Following the resting period, remove the toothpicks, and serve with your favorite sides. I enjoy it paired with some roasted broccoli because the broccoli is great for soaking up escaped cheese sauce.
Yum! Much creamy. Much meaty. Much cheesy.
You’ll notice the recipe that follows is a bit odd. It’s a serving for one. This recipe is intended to be modified to suit you and your needs/tastes. You can very easily increase the amounts to make a whole family dinner. I found that once the sausage was cooked and mushrooms chopped, it was very easy to make this again on subsequent nights and adjust the amounts of stuffing ingredients as needed. Measure, manage, and enjoy!
Creamy Sausage Stuffed Chicken
Boneless, skinless chicken breasts stuffed with a delicious mixture of sausage, cream cheese, and mushrooms.

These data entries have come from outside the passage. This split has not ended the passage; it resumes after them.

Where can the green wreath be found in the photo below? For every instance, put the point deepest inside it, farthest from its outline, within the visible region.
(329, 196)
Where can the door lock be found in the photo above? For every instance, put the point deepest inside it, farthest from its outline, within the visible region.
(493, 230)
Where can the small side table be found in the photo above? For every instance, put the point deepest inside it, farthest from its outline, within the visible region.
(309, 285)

Single serving recipe!
- 40 g Jimmy Dean reduced fat sausage, browned and crumbled Sub with your favorite sausage if desired!

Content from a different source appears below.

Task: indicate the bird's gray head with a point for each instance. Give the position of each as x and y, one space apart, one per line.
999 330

- 20 g Cremini mushrooms, chopped
- 20 g Reduced fat cream cheese Sub with full fat cream cheese if desired
- 14 g Kerry Gold Skellig sweet cheddar cheese, shredded Sub with any shredded cheese
- 0.5 tsp Minced garlic or 1 clove fresh garlic
- to taste hot sauce
- to taste salt and pepper
- 1 boneless, skinless chicken breast
- to taste salt and pepper
Preheat the oven to 400 degrees.
Prepare the Stuffing
Begin by browning the sausage and setting aside.
Chop the mushrooms into roughly 1/4 inch sized pieces.
In a small mixing bowl, combine the sausage, mushrooms, cream cheese, garlic, shredded cheese, hot sauce (optional), and salt and pepper to taste.
Prepare the Chicken Breasts
Carefully cut the chicken breasts down the long sides, but not all the way through, to form a "pocket."
Salt & pepper the outside of the pocket to taste.
Stuff the sausage and mushroom mixture into the chicken breast, pressing firmly to keep it in. Pin the pocket closed with a couple of toothpicks.
Bake in the preheated oven for 25-35 minutes or until the chicken reaches an internal temperature of 165. Tip: Remove chicken around 155/160 and allow it to rest until 165 for maximum juiciness!